There has been a lot of great discussion, research, and reporting on the promise and pitfalls of algorithmic decisionmaking in the past few years. As Cathy O’Neil nicely shows in her Weapons of Math Destruction (and associated columns), algorithmic decisionmaking has become increasingly important in domains as diverse as credit, insurance, education, and criminal justice. The algorithms O’Neil studies are characterized by their opacity, their scale, and their capacity to damage. Much of the public debate has focused on a class of algorithms employed in criminal justice, especially in sentencing and parole decisions. As scholars like Bernard Harcourt and Jonathan Simon have noted, criminal justice has been a testing ground for algorithmic decisionmaking since the early 20th century. But most of these early efforts had limited reach (low scale), and they were often published in scholarly venues (low opacity). Modern algorithms are proprietary, and are increasingly employed to decide the sentences or parole decisions for entire states.
“Code of Silence”, Rebecca Wexler’s new piece in Washington Monthly, explores one such influential algorithm: COMPAS (also the study of an extensive, if contested, ProPublica report). Like O’Neil, Wexler focuses on the problem of opacity. The COMPAS algorithm is owned by a for-profit company, Northpointe, and the details of the algorithm are protected by trade secret law. The problems here are both obvious and massive, as Wexler documents.
Beyond the issue of secrecy, though, one issue struck me in reading Wexler’s account. One of the main justifications for a tool like COMPAS is that it reduces subjectivity in decisionmaking.
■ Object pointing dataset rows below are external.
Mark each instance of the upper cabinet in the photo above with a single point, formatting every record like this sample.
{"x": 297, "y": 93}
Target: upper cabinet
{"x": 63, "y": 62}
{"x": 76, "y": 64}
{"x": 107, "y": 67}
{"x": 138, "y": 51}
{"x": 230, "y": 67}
The problems here are real: we know that decisionmakers at every point in the criminal justice system treat white and black individuals differently, from who gets stopped and frisked to who receives the death penalty. Complex, secretive algorithms like COMPAS are supposed to help solve this problem by turning the process of making consequential decisions into a mechanically objective one – no subjectivity, no bias. But as Wexler’s reporting shows, some of the variables that COMPAS considers (and apparently considers quite strongly) are just as subjective as the process it was designed to replace. She reports on the case of Glenn Rodríguez, a model inmate who was denied parole on the basis of his puzzlingly high COMPAS score:
Glenn Rodríguez had managed to work around this problem and show not only the presence of the error, but also its significance. He had been in prison so long, he later explained to me, that he knew inmates with similar backgrounds who were willing to let him see their COMPAS results. “This one guy, everything was the same except question 19,” he said. “I thought, this one answer is changing everything for me.” Then another inmate with a “yes” for that question was reassessed, and the single input switched to “no.” His final score dropped on a ten-point scale from 8 to 1. This was no red herring.
So what is question 19? The New York State version of COMPAS uses two separate inputs to evaluate prison misconduct. One is the inmate’s official disciplinary record. The other is question 19, which asks the evaluator, “Does this person appear to have notable disciplinary issues?”
Advocates of predictive models for criminal justice use often argue that computer systems can be more objective and transparent than human decisionmakers. But New York’s use of COMPAS for parole decisions shows that the opposite is also possible. An inmate’s disciplinary record can reflect past biases in the prison’s procedures, as when guards single out certain inmates or racial groups for harsh treatment. And question 19 explicitly asks for an evaluator’s opinion. The system can actually end up compounding and obscuring subjectivity.
This story was all too familiar to me from Emily Bosk’s work on similar decisionmaking systems in the child welfare system where case workers must answer similarly subjective questions about parental behaviors and problems in order to produce a seemingly objective score used to make decisions about removing children from home in cases of abuse and neglect. A statistical scoring system that takes subjective inputs (and it’s hard to imagine one that doesn’t) can’t produce a perfectly objective decision. To put it differently: this sort of algorithmic decisionmaking replaces your biases with someone else’s biases.